O argumento segue o esquema clássico: ao bom governante segue-se o imperador corrupto e sanguinário, Commodus, parricida e usurpador do trono ao escolhido de Marco Aurélio, precisamente o herói do filme, Maximus, general hispânico, modelo de coragem e de virtudes romanas. Como convém ao género, a traição vai ser lentamente castigada, mas até à sua consumação o nosso herói vê-se vendido como escravo. De escravo a gladiador, passando pelos circos do Norte de África, assistimos a uma via sacra que culmina em Roma, no Coliseu, com o confronto entre os dois "imperadores". Para que nada falte há a alusão a uma relação incestuosa do Imperador com a irmã, que por sua vez tem uma paixão antiga pelo general-gladiador.
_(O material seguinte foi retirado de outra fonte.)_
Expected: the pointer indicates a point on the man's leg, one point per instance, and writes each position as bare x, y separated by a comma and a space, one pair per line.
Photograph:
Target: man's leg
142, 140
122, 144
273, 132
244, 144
Com todos os ingredientes, a que se junta uma produção cuidadosa que reconstitui uma bela Roma de cartão e tinta, "Gladiador" cumpre, pois, a sua função de entretenimento histórico, com momentos de autêntica emoção, sobretudo nas cenas de circo, mas também nas sequências de conspiração. Com um actor que parece fadado para estas aventuras, o possante Russell Crowe (o mesmo de "L.A. Confidencial", "O Informador"), "Gladiador" poderia aspirar a uma digna ressurreição do "peplum", se não fosse a imagem de marca que Scott insiste em impor ao filme.
Com efeito, se as sequências de acção funcionam na perfeição, o mesmo não poderá dizer-se dos sonhos e pesadelos que o realizador inventou para o herói. E o pior do imaginário visual de Scott desdobra-se em efeitos, sépias e câmaras lentas, para freudianamente configurar uma personagem que só tinha a ganhar em ser primária, transparente e forte.
É como se estivéssemos perante dois filmes, uma competente exibição de aventurosas peripécias e uma pirosa tentativa de psicanalisar um herói puro e duro. No melhor pano cai a nódoa.